DHS reminds employers that these procedures are to be applied uniformly to all of their employees having unresolved no-matches.

The Implementation of the DHS No-Match Rule Will Impact Many Workers

The 2007 SSA no-match letters will be sent out in the coming weeks. Advocates should be prepared for many more workers to be fired from their jobs based on the employer's receipt of a no-match letter in over the next months and year. This will include documented workers who end up with a discrepancy because of the inaccuracies in the government's database, and undocumented workers who may not be able to correct their records. Unfortunately, the timing is such that many of these firings will take place right before the December holidays. It will be important for advocates and communities to be prepared.

Important Information for Advocates About the No-Match Rule

It is important for worker advocates to know that while the DHS regulation suggests that employers take certain steps upon receipt of a no-match letter - or risk a finding that the employer had constructive knowledge that a worker was unauthorized to work - it does not mandate that SSA share information with DHS. While SSA will continue to send out no-match letters to employers, SSA will not provide DHS with the names of employers that the SSA sent no-match letters to and the no-match letters alone will not trigger immigration worksite enforcement actions. However, if DHS is conducting an I-9 audit, it could use the fact the employer received no-match letters to try to prove the employer had actual or constructive knowledge that it was hiring undocumented workers.

DHS also clarified that the final rule applies only to written notice that is issued directly to the employer from the SSA or DHS. It does not apply to information employers receive through sources other than no-match letters.

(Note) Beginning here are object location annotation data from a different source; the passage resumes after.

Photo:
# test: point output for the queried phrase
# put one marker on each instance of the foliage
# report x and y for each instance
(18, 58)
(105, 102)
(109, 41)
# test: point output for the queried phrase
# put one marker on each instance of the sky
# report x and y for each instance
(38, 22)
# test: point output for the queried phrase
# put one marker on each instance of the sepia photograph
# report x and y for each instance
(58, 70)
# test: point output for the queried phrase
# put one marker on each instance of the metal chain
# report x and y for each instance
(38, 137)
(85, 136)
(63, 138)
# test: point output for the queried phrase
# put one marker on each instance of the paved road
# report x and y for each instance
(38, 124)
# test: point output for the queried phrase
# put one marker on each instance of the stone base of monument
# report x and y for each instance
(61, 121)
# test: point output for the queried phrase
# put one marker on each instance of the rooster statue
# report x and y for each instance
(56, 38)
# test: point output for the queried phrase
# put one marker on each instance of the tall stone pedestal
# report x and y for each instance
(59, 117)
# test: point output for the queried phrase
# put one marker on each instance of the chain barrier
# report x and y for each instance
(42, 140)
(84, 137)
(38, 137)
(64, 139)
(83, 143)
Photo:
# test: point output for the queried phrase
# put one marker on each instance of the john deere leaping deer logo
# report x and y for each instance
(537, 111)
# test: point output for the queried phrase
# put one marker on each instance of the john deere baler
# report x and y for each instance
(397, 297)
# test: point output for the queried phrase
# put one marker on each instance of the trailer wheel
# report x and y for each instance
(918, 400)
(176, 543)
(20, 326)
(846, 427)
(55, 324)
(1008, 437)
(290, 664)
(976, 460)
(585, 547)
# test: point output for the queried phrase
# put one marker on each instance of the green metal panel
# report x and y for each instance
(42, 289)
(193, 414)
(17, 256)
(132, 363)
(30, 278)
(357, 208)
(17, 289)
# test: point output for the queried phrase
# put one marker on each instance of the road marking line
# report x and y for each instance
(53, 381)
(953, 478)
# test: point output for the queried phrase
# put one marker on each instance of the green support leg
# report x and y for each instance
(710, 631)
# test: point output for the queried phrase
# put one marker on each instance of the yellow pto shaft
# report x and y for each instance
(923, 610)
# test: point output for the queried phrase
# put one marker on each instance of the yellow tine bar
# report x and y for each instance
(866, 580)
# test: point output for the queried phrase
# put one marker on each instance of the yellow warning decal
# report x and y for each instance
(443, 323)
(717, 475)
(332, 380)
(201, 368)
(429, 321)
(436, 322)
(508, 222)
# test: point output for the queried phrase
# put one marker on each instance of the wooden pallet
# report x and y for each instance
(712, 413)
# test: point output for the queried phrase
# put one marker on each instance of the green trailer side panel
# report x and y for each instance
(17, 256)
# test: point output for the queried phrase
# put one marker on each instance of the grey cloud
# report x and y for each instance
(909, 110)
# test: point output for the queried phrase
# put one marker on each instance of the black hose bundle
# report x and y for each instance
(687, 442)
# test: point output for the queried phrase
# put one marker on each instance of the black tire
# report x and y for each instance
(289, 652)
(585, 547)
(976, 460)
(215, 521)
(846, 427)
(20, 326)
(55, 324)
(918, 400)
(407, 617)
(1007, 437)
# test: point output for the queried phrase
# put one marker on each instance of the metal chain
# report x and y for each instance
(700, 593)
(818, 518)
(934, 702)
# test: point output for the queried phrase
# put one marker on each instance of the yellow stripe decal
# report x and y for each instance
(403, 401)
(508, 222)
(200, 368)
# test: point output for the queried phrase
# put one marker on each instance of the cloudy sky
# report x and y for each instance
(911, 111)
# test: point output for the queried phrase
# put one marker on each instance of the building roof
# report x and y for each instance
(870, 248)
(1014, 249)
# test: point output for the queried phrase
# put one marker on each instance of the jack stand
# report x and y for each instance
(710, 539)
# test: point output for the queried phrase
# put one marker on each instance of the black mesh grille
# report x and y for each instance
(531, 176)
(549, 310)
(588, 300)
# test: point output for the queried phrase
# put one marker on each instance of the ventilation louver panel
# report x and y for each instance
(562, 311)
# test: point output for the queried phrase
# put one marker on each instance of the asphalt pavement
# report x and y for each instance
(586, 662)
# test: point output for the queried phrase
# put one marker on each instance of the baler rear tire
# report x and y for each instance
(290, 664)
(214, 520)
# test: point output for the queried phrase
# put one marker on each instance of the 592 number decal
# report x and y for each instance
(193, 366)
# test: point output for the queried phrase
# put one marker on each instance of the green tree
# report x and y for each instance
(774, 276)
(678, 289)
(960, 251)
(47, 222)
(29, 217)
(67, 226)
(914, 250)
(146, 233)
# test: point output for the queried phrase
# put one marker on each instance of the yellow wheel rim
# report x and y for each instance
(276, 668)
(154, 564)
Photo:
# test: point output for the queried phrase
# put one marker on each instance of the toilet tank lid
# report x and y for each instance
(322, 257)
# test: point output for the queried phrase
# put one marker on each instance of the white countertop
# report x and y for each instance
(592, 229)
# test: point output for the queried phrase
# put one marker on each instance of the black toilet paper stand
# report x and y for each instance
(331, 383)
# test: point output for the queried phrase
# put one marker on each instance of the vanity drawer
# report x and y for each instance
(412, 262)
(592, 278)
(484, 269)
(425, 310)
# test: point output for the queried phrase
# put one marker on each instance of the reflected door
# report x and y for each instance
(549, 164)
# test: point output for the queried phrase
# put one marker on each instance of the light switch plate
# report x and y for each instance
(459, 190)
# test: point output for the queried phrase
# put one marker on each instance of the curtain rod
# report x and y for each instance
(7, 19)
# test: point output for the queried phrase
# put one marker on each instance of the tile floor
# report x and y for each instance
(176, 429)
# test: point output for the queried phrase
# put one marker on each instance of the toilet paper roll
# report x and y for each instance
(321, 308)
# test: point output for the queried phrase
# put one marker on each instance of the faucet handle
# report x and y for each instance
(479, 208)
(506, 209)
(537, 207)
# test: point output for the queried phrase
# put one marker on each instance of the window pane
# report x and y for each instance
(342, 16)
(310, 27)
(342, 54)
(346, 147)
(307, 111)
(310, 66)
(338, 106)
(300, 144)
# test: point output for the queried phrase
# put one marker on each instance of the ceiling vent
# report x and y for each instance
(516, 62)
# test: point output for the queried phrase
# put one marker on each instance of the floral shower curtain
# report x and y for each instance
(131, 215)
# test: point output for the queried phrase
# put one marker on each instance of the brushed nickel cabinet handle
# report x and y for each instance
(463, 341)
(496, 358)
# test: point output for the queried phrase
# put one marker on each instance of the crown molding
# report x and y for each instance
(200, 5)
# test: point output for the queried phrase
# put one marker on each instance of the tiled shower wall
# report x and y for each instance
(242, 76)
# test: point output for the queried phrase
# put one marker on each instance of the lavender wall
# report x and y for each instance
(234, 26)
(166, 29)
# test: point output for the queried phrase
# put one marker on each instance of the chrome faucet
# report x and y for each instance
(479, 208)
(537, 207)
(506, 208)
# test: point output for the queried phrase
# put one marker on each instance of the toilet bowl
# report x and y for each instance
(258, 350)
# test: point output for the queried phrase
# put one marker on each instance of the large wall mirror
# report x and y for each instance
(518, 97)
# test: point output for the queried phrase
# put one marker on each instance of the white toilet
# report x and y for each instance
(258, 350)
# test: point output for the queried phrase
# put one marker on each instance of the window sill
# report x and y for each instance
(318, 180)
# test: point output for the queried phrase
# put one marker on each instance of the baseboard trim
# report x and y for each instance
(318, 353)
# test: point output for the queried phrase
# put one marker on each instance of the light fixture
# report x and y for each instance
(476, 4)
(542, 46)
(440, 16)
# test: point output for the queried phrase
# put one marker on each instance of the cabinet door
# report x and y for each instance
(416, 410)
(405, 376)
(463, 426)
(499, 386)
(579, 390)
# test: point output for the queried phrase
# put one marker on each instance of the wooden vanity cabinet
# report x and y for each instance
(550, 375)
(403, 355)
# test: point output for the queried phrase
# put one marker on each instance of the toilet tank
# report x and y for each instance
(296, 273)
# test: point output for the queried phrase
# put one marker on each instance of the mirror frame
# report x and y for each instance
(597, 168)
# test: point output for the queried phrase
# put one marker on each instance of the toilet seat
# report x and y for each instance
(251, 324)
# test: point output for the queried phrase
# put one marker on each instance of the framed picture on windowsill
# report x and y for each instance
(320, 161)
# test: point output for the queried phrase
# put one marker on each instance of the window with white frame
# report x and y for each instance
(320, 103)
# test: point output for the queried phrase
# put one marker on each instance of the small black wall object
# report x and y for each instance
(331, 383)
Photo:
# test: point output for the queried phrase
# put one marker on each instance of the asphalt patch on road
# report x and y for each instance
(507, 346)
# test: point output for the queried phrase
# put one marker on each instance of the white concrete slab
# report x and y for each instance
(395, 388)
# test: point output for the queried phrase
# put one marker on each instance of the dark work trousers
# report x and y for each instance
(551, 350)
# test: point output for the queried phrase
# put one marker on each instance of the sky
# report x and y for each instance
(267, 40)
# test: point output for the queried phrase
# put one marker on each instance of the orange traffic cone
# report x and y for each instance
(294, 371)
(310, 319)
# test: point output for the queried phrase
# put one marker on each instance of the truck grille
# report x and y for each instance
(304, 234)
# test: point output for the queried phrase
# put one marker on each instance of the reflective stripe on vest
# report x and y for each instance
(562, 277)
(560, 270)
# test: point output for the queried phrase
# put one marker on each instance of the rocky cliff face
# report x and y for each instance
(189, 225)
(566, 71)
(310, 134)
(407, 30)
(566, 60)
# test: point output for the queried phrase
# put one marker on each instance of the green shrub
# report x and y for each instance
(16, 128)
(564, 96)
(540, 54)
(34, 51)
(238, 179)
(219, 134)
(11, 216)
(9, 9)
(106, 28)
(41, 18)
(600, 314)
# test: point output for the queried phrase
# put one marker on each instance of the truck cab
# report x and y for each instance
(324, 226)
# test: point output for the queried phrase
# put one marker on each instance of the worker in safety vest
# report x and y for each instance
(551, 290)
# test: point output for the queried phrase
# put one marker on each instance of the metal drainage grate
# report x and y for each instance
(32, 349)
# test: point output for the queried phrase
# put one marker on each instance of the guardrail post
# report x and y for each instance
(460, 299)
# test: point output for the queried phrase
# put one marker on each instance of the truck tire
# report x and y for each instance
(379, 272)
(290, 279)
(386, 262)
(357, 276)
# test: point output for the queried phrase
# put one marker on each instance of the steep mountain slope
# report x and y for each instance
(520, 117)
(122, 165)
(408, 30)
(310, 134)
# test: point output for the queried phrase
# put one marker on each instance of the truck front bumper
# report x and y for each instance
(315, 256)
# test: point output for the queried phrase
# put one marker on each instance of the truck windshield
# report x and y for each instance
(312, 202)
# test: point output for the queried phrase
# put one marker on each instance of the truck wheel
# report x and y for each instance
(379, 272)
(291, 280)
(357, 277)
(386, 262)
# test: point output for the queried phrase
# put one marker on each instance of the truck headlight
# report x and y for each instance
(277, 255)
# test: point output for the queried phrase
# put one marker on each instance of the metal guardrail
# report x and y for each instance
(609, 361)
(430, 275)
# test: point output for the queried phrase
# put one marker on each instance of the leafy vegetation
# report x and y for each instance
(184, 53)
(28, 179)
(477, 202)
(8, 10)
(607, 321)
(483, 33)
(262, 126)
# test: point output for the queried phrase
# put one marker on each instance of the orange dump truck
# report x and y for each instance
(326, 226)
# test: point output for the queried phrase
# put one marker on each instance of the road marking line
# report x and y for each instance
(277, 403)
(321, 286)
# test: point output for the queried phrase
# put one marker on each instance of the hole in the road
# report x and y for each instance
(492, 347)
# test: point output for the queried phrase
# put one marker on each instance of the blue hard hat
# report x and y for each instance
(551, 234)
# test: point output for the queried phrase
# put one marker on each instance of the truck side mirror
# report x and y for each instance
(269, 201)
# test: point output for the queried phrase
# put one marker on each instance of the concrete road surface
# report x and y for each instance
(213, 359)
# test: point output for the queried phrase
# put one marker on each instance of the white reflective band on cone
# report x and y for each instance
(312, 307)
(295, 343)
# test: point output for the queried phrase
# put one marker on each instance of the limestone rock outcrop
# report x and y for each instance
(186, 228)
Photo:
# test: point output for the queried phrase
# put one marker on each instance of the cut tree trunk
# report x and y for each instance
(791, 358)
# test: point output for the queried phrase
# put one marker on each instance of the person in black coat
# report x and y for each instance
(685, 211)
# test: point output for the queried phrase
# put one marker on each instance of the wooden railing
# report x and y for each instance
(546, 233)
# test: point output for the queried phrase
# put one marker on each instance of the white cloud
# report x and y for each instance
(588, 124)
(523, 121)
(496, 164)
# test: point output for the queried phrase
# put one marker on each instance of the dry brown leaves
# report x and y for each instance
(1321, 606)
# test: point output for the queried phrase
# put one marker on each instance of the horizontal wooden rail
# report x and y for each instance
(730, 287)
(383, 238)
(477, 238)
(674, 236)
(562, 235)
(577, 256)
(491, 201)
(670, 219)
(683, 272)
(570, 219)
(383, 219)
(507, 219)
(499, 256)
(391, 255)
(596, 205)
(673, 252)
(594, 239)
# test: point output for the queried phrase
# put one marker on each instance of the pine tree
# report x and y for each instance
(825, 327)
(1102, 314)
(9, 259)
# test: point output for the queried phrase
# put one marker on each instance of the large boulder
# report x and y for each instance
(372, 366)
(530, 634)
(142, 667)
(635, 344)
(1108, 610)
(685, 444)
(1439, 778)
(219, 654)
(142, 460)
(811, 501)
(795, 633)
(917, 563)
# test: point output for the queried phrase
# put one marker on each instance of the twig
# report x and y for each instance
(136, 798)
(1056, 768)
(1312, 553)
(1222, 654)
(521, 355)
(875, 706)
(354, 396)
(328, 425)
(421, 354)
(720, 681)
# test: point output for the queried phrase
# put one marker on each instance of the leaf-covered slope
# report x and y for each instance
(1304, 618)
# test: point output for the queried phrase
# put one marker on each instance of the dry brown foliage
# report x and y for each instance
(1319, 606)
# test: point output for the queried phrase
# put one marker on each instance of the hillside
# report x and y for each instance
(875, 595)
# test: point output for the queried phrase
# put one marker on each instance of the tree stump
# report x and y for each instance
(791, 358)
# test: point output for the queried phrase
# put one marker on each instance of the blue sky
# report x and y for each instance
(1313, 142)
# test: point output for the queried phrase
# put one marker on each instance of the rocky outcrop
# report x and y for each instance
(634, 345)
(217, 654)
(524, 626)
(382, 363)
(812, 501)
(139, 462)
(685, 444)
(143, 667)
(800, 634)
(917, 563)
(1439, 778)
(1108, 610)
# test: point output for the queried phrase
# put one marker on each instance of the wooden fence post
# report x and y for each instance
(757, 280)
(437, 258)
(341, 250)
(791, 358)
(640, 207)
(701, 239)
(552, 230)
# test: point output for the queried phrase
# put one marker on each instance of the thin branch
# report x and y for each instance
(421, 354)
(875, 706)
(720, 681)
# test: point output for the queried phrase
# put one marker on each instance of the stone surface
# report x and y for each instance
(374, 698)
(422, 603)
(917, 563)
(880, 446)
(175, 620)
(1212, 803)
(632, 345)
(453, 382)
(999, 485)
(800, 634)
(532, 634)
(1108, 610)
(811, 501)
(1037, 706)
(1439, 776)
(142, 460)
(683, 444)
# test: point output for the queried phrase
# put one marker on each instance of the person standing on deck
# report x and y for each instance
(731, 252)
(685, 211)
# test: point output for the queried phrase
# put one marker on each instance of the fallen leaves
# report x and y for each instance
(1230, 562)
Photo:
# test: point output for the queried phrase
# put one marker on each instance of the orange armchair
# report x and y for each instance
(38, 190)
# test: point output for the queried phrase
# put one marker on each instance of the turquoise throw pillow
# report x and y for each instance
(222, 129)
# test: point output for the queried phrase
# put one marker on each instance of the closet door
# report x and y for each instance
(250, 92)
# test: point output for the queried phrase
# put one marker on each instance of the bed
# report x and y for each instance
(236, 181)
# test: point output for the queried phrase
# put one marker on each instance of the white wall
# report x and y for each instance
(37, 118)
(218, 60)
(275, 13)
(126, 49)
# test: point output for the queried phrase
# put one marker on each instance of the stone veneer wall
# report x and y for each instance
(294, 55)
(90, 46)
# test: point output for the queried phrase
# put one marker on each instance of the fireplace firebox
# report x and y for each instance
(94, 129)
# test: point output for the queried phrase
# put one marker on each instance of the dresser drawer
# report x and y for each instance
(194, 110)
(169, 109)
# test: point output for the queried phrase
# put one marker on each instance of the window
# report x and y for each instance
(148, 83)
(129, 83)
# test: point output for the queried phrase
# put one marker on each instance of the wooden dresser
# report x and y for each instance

This includes a discrepancy the employer may learn about in using the Social Security Number Verification Service (SSNVS), for example, which is a voluntary program employers can use to verify SSNs.

What You Can Do Right Now:

It is important that advocates:

  • Educate workers about the final DHS rule on no-match letters.
  • Explain the different types of errors that can commonly result in a discrepancy.
  • Educate workers about their labor and civil rights such as the right to be free from discrimination, their right to be free of retaliation for exercising their rights as workers, their right to remain silent, etc.
  • Remind workers to request a copy of the no-match letter in the event that their employer advises them of a discrepancy with his or her SSN to ensure that the employer is indeed responding to a notice from SSA or DHS.
  • Be prepared for employer abuse and misuse of the DHS rule and the SSA no-match letters. It will be very important for workers to document who the employer has notified of a discrepancy: how many days each person is getting to correct the information? Are certain workers being singled out based on race, national origin, language skills, or for exercising their labor rights?
  • If represented by a union - the worker should notify their Union representative immediately as they may have additional rights under their union contract.
  • If the workers are not part of a union, get the local workers' center or other immigrant rights organization in the area involved.
  • Find out if there is anything else going on at the worksite - i.e. organizing campaign, litigation, etc? to see if the employer is retaliating against workers.
  • Conduct a thorough investigation of the working conditions and consider filing legal claims for those employment/labor violations.